Los que se oponen a la limitación drástica del tráfico en las ciudades suelen apuntalar su argumentación asegurando que la peatonalización y las restricciones merman el negocio de las tiendas, bares o espectáculos del lugar. Nada más lejos de la realidad. Nunca vi la calle Arenal tan vibrante como desde que la cerraron a los coches. Lo mismo se podría decir de Fuencarral, una galería comercial toda ella, o la calle Mayor y las inmediaciones del Teatro Real, o el tramo de la calle Preciados que va de Callao a la plaza de Santo Domingo. Los ejemplos son innumerables. Los madrileños no queremos un Madrid atestado de coches y envuelto en una humareda, y los turistas, por lo que se ve, tampoco.

Los madrileños no queremos un Madrid atestado de coches y envuelto en una humareda, y los turistas, por lo que se ve, tampoco.

Hasta ahora no ha habido coraje político para abordar una reducción drástica del tráfico y la contaminación que produce, por más que las autoridades europeas nos estén constantemente sacando los colores al respecto. La famosa boina no es un invento de los ecologistas. La miden los aparatos de los expertos en medio ambiente y la puede ver cualquiera que se aleje unos kilómetros de la ciudad.

Cuando había dinero, cuando éramos ricos y nadábamos en un mar de financiación barata, los políticos capearon el problema con túneles y obras faraónicas que finalmente no han resuelto el problema y, a cambio, han dejado una ciudad endeudada casi hasta la parálisis. Ahora, sin dinero, conviene ir a soluciones más baratas e imaginativas, aunque probablemente más efectivas. Pienso -y no descubro el Mediterráneo con ello- en la reducción de carriles en las principales arterias de la ciudad, en la peatonalización de más calles o en la implantación de una red de verdad de carriles bici -viendo a esos temerarios que se suben a las bicis eléctricas de pago y desafían ¡sin casco! a tanto conductor estresado y amante de las pirulas, he llegado a la conclusión de que este medio de transporte tiene futuro por aquí-.

Y si la cosa se pone seria y realmente nos ahogamos en dióxidos y monóxidos de carbono, pues habría que abordar limitaciones serias al tráfico rodado, como, por ejemplo, los peajes que se pagan en Londres o la prohibición de entrar en la ciudad con el vehículo ciertos días a la semana.

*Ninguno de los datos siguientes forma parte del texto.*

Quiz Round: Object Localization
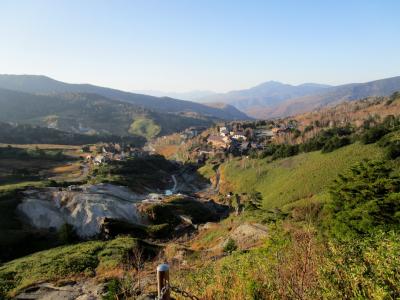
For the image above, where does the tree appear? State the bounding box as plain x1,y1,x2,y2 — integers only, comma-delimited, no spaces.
361,125,389,144
326,160,400,240
244,192,263,210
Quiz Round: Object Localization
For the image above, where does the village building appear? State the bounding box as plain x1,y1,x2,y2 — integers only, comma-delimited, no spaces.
94,155,106,165
207,135,229,149
219,128,229,136
231,131,247,141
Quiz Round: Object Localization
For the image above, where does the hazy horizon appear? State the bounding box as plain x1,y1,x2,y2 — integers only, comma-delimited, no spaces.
1,0,400,93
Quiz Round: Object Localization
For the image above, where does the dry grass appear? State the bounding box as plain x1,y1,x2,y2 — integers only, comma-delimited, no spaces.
154,144,180,158
51,162,82,175
172,224,323,300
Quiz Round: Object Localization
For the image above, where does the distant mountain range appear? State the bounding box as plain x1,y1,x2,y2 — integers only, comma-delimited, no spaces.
0,75,249,121
199,76,400,118
0,75,251,140
132,89,217,101
1,74,399,132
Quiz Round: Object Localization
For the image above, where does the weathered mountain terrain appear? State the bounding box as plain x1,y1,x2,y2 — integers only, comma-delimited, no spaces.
202,76,400,119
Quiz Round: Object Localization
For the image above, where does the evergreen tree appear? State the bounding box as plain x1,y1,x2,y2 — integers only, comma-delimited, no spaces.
327,160,400,240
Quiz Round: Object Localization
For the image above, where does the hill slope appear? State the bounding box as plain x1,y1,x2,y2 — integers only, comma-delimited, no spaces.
0,88,212,138
200,81,331,112
217,143,383,209
202,77,400,119
0,75,249,120
0,122,146,145
266,76,400,118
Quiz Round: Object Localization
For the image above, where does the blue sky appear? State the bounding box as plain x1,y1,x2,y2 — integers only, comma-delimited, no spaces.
1,0,399,92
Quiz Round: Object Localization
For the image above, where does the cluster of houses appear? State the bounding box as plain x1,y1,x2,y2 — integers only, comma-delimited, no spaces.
207,125,261,154
205,122,298,155
86,143,147,165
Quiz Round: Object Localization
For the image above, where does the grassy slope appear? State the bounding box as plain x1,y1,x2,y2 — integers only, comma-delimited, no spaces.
220,143,383,209
129,117,161,139
0,237,154,297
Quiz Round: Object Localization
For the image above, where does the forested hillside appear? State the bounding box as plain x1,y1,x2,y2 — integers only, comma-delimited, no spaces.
0,123,146,146
0,88,213,139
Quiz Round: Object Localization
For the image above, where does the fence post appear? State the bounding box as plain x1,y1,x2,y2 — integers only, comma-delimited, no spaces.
157,263,170,300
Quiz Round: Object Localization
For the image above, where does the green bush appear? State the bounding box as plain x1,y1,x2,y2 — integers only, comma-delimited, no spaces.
223,238,237,253
102,278,121,300
272,144,299,160
321,136,351,153
361,125,390,144
385,141,400,159
326,160,400,240
301,126,354,153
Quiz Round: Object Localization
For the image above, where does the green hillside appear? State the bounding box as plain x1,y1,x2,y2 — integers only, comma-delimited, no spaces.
219,143,383,209
0,88,213,139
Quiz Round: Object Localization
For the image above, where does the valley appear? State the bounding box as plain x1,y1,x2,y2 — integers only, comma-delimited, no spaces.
2,1,400,298
0,92,399,299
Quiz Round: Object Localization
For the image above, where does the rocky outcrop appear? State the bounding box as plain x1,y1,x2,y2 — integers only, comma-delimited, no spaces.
18,184,146,238
15,280,105,300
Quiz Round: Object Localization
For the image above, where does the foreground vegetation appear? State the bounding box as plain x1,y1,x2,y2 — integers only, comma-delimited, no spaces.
0,237,157,298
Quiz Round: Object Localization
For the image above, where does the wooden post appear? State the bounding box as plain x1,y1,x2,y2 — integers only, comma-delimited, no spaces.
157,263,170,300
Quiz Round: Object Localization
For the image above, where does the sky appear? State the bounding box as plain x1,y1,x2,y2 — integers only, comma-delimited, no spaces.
0,0,400,93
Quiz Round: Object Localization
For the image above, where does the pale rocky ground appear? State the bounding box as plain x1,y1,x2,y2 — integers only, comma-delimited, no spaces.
15,280,105,300
207,222,269,253
18,184,151,237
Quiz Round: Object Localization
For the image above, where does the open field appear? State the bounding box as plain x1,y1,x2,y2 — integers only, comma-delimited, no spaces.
50,162,85,181
0,144,86,186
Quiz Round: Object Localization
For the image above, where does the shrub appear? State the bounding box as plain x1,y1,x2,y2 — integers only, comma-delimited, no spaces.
243,192,263,211
223,238,237,253
321,136,350,153
385,141,400,160
301,126,354,153
272,144,299,160
260,144,278,158
103,278,121,300
361,125,390,144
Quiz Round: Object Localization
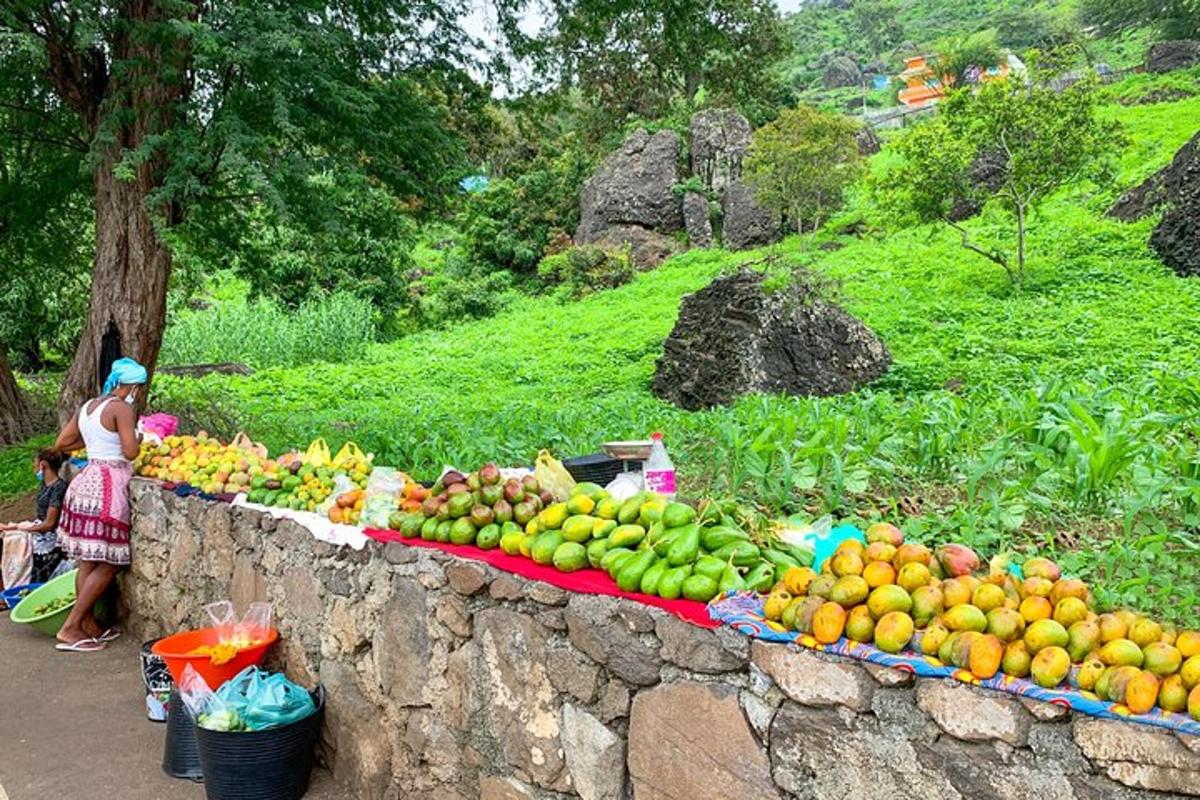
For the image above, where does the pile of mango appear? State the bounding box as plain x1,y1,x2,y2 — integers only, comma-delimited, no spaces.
765,523,1200,720
387,475,813,603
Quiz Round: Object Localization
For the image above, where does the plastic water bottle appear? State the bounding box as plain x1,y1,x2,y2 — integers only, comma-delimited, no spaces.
643,432,677,500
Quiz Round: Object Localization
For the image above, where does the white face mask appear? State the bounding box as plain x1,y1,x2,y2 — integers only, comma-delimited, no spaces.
124,391,137,406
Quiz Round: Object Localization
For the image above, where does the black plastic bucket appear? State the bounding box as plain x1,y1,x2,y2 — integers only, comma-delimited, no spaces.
563,453,625,487
162,689,204,781
194,686,324,800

También convendría revisar los horarios de trabajo, para eliminar la jornada partida y limitar por lo tanto los desplazamientos, o combatir el presencialismo en la oficina fomentando el teletrabajo que deje en casa (y alivie) al conductor rabioso o estresado. Y, por supuesto, también requiere la situación invertir en una red de transporte público moderna y capaz.

Además, para que cuaje una ciudad sin humos y sin tanto coche, que es lo que deseamos la mayoría, conviene que nos pongamos las pilas también los ciudadanos, dejando el coche en casa -si no es absolutamente imprescindible- y haciendo ese trayecto de treinta o cuarenta minutos a la oficina en transporte público. Todavía me encuentro con alguno que, medio en broma medio en serio, me dice que no baja al metro porque le da asco. En fin...

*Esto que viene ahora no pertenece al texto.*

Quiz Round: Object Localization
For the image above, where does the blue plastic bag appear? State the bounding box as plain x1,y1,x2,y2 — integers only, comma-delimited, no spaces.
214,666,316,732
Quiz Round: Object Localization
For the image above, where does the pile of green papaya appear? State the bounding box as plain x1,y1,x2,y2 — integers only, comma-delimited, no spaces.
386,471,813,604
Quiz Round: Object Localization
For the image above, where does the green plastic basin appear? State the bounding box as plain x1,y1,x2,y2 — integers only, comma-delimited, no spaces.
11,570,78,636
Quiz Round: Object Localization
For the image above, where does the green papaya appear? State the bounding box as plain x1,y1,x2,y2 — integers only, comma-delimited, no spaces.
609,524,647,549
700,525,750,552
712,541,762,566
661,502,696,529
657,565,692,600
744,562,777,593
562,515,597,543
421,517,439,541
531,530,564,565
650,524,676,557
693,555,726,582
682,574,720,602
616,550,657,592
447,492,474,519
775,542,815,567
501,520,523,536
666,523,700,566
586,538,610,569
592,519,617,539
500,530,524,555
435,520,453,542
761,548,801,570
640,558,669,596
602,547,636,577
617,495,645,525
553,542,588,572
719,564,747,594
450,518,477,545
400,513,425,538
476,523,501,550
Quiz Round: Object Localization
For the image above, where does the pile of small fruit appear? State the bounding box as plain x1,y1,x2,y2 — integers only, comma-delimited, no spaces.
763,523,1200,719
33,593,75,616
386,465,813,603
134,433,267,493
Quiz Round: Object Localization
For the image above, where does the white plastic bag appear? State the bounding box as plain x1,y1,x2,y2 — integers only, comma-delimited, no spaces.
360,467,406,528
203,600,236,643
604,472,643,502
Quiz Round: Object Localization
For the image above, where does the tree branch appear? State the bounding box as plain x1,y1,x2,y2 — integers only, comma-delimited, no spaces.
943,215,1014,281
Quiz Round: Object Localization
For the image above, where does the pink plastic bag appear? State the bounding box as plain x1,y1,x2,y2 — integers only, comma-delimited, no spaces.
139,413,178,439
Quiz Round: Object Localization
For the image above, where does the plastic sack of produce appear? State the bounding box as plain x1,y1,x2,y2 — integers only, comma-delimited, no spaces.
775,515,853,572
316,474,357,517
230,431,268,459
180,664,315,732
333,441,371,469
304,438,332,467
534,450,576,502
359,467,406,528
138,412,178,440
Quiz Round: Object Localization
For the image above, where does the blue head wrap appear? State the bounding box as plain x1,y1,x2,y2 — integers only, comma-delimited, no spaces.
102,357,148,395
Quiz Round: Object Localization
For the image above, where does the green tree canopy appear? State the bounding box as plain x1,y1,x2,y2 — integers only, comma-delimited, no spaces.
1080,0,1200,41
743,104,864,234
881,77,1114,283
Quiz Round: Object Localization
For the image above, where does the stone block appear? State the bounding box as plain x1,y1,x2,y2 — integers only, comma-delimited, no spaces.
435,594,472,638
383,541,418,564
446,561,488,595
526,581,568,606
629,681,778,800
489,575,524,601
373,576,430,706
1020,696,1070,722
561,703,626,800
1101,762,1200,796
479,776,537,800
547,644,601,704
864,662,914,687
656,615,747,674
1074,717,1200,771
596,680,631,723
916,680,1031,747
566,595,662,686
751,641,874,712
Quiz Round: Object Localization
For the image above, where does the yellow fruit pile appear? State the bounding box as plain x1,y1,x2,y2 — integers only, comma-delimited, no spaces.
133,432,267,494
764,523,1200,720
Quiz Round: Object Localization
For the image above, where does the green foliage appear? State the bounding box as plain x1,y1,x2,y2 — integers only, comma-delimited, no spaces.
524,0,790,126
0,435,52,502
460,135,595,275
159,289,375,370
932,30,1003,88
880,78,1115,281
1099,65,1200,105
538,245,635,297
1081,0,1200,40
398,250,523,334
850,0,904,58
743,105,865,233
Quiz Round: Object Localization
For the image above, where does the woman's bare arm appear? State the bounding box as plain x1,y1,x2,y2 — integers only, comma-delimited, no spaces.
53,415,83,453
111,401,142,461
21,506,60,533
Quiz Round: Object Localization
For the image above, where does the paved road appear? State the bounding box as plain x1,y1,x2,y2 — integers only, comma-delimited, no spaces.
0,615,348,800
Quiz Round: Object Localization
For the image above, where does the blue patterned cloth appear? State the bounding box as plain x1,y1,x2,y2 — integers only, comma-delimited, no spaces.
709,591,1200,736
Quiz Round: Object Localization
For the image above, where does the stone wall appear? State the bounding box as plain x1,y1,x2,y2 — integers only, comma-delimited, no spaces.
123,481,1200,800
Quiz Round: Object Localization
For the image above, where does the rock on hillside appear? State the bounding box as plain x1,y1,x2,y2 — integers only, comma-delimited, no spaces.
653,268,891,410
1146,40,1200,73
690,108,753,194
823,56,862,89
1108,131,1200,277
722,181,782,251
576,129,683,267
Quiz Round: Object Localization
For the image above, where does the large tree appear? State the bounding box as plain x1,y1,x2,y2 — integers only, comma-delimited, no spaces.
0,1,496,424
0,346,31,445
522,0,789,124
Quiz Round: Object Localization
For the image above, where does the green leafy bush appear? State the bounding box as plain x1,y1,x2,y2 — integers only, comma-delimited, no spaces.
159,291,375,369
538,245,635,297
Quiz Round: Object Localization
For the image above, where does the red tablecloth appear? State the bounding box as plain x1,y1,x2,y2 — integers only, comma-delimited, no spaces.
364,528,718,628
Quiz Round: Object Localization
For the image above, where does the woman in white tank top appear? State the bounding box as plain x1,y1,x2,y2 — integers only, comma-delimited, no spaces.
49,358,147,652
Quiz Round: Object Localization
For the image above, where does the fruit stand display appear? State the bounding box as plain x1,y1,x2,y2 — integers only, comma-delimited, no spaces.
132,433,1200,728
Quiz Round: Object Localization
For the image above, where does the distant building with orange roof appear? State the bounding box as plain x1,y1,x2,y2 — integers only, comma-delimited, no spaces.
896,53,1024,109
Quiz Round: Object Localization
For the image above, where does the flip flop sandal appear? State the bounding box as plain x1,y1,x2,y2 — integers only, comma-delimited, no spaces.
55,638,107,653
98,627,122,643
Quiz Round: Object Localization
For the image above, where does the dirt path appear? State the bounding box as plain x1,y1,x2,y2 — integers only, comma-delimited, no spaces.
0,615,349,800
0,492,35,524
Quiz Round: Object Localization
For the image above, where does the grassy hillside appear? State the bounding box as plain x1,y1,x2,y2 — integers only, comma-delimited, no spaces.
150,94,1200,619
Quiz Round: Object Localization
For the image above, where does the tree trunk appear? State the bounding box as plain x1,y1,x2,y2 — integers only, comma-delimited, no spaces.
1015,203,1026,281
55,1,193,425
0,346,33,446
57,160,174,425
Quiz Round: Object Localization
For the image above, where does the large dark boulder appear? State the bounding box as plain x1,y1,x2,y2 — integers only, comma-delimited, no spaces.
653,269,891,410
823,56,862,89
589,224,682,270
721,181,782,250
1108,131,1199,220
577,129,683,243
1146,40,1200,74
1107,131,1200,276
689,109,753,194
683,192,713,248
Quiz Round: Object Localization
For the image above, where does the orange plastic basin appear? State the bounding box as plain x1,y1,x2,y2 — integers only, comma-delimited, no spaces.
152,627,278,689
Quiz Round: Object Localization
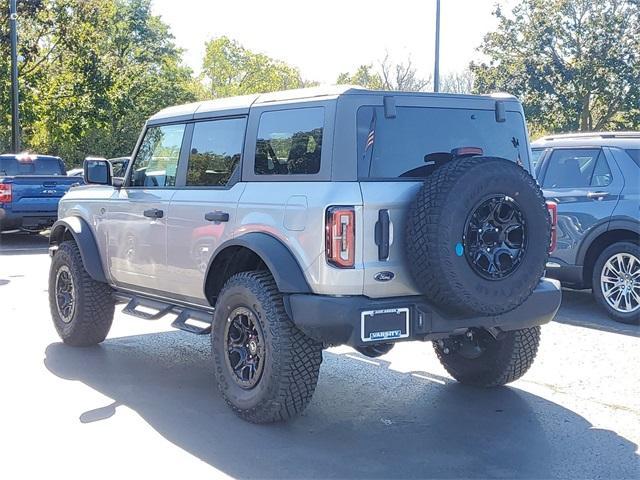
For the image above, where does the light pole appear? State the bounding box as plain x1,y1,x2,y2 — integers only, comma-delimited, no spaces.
433,0,441,92
9,0,21,152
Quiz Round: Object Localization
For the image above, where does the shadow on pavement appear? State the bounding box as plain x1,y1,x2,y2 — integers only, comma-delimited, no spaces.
0,231,49,255
44,332,639,479
554,288,640,337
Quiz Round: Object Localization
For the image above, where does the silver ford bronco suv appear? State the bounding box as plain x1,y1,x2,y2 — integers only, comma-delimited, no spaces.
48,86,561,423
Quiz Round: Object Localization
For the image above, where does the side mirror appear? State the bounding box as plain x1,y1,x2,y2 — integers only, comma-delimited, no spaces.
83,157,112,185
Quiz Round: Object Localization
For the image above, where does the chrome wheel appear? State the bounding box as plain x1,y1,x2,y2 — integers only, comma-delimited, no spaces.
55,265,76,323
600,253,640,313
224,306,265,389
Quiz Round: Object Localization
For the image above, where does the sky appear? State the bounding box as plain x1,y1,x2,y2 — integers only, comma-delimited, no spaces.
150,0,508,84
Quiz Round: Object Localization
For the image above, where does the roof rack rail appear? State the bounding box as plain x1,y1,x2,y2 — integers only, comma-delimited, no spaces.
541,131,640,141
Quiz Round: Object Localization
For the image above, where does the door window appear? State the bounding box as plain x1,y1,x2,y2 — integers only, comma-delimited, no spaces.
542,149,602,188
186,118,246,186
130,124,186,187
254,107,324,175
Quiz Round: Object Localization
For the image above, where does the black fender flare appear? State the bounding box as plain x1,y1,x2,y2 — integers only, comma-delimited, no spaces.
49,217,108,283
205,232,311,295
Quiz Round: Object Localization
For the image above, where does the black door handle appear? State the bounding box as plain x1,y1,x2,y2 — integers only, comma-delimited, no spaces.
205,211,230,223
143,208,164,219
375,209,390,260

Para que cuaje una ciudad sin humos y sin tanto coche, conviene que nos pongamos las pilas también los ciudadanos, dejando el coche en casa y haciendo ese trayecto a la oficina en transporte público.

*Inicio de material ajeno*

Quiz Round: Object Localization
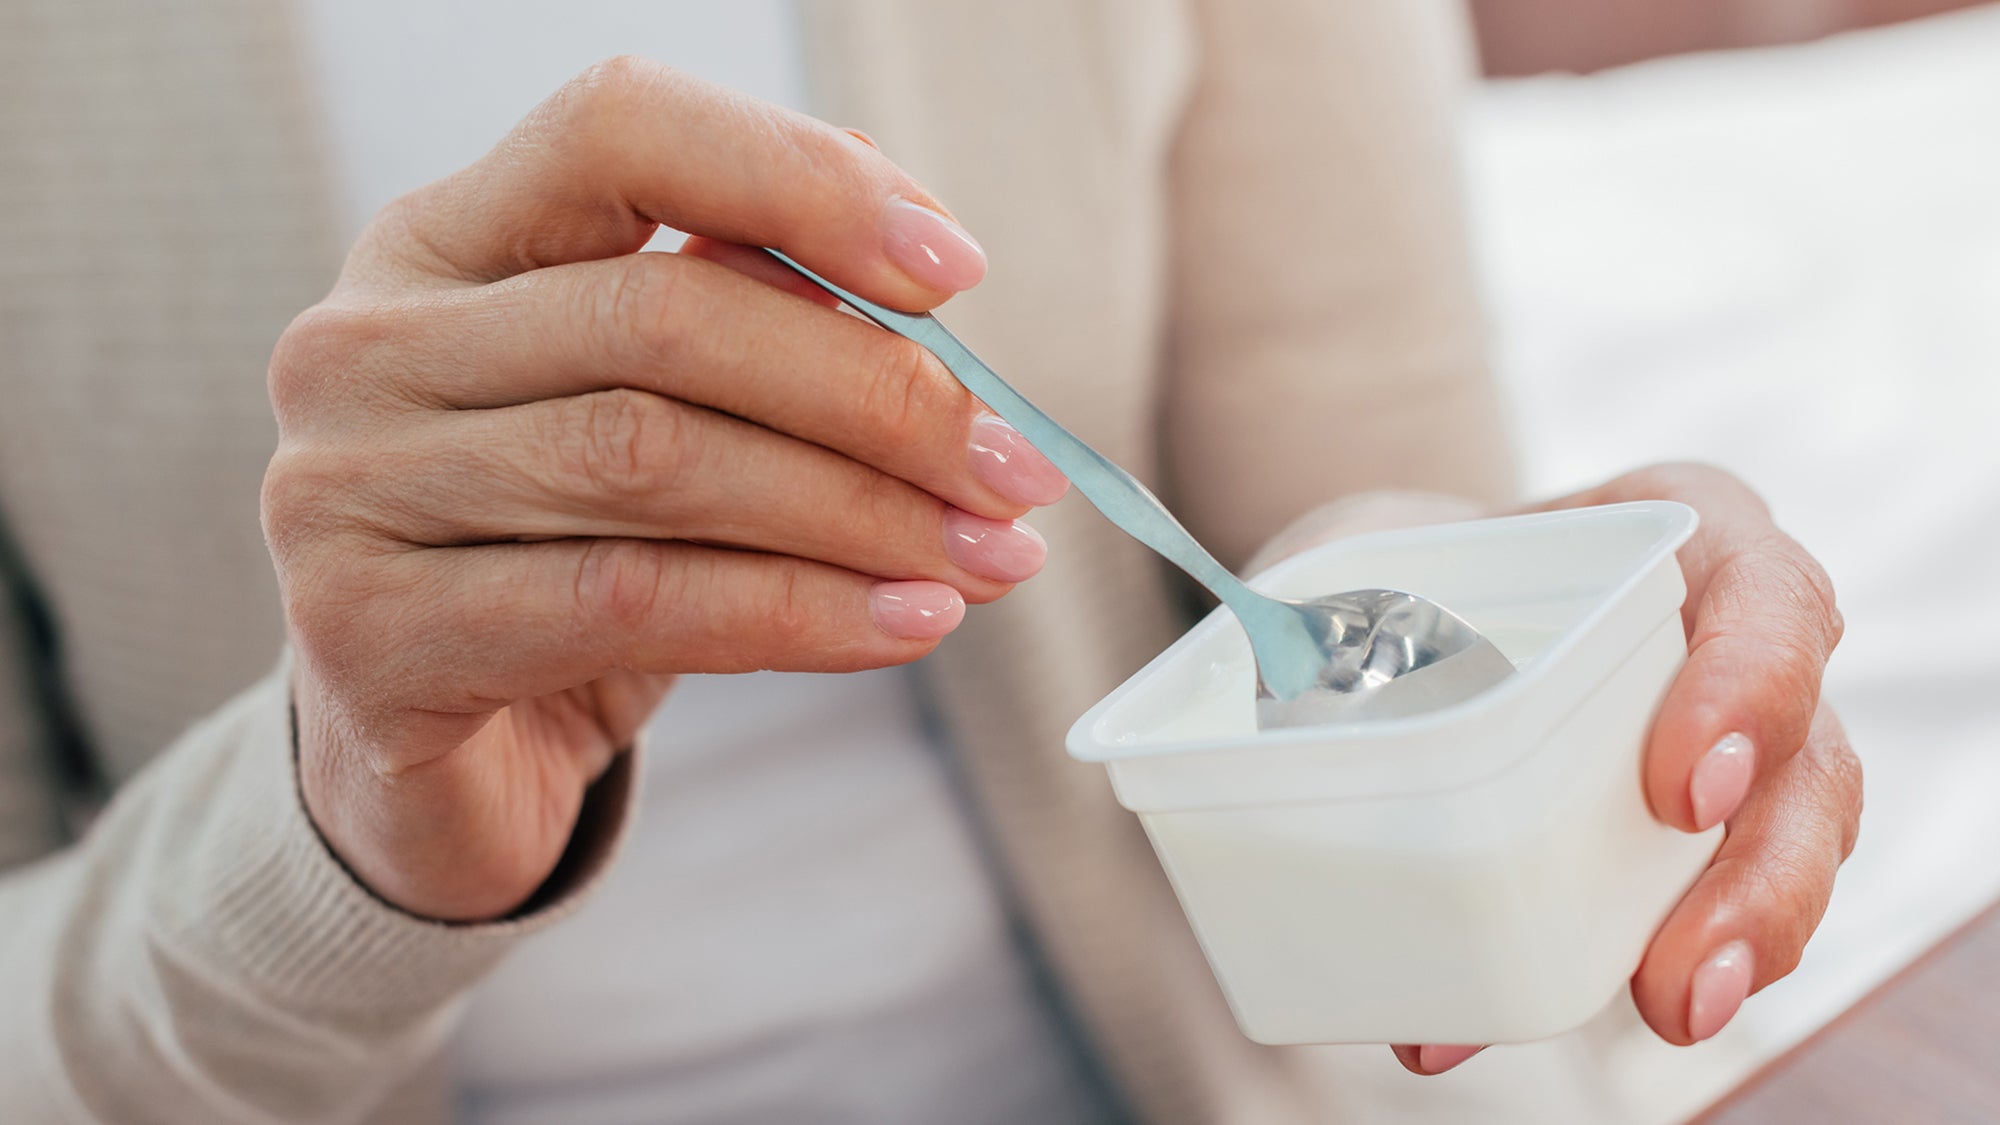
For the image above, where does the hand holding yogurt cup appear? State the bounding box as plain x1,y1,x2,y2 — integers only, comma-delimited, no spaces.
1259,466,1858,1075
1535,466,1856,1056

Hacer un uso racional del coche y del transporte en general en una gran ciudad donde el espacio es tan limitado y la contaminación del aire y el ruido siempre son amenazas, es una muestra de civismo. En todo caso, soy optimista sobre este asunto. Si pudimos dejar de fumar en las oficinas y los bares de un día para otro, o dejamos de matarnos salvajemente en las carreteras gracias a un endurecimiento de la normativa de tráfico, también podremos quitarnos la boina de una vez por todas. Sólo hace falta que los políticos -en este caso, la alcaldesa Carmena- dé un paso al frente poniendo coto al coche, y que todos le sigamos.